I went out to dinner last night with Emsy and we were there for five hours. Because we only see each other just a few times a year there is generally a lot of catching up and arm flapping to do, and in the case of last night, recapping entire episodes of "The West Wing". Five hours with lots of water refills naturally lead to a bathroom break so I excused myself and headed into the loo where I found 1.) a woman having a difficult time breathing, 2.) a man comforting her while on the phone with 911 and 3.) her sister in hysterics. I mean, HYESTERICS. How, exactly does one take care of business under those conditions? I'll tell you, one does not. So I put my arm around the wailing sister and lead her over to the sink and away from the gasping woman and tried to calm her down by saying positive and soothing things. Which would have been a noble thing to do if I were not so fixated on the fact that there would be no peeing in my immediate future. Especially after a whole lot of dreamy EMTs came strutting into the Ladies a minute later.
And now I feel a bit like a jerk for only thinking, "But I really have to peeeeeee!!!!" while the poor woman was fighting for life.* But, really, I did. And you would think that during an emergency situation such as this that urge would disappear, but I can testify that it does not. I am happy to report that the EMTs were not only cute but also efficient and they had her strapped to oxygen and a guerney in under five minutes and we all could rejoice.
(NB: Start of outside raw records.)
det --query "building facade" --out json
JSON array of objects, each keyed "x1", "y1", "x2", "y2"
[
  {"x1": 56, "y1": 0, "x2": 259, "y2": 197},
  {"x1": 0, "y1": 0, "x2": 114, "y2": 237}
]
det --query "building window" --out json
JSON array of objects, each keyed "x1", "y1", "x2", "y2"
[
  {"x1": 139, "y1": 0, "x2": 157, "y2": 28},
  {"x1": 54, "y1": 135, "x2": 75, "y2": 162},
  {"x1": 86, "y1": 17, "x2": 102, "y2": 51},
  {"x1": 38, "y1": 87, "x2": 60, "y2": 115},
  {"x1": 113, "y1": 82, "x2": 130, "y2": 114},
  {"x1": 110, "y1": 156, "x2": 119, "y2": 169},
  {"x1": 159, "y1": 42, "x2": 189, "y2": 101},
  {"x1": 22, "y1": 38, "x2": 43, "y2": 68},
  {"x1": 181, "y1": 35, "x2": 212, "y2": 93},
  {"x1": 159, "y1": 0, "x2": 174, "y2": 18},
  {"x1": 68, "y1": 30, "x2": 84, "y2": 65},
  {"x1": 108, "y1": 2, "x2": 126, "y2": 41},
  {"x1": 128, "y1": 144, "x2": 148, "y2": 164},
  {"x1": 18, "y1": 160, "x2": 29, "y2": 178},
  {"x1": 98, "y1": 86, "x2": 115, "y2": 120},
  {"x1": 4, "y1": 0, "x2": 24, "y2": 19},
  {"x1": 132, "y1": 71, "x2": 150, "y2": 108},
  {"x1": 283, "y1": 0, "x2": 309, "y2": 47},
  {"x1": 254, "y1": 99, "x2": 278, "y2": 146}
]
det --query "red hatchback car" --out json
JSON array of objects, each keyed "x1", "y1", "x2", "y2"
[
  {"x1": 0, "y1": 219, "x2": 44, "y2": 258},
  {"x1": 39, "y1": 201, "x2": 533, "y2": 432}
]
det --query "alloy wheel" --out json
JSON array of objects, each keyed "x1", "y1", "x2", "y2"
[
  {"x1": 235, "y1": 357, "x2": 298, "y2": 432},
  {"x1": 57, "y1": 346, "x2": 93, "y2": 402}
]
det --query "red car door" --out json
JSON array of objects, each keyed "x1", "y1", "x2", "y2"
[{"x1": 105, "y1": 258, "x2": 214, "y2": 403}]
*Okay, she was actually standing, which I took to be a very positive sign, and other than not being able to speak and having difficulty getting air into her, she seemed like she would weather the storm. In fact, she looked and sounded exactly like my old co-worker Sheila when she had severe acid reflux which, in a freak incident, went down her wind pipe, and who, once she had recovered her voice, said, "I'm so embarassed you called 911 because I burped."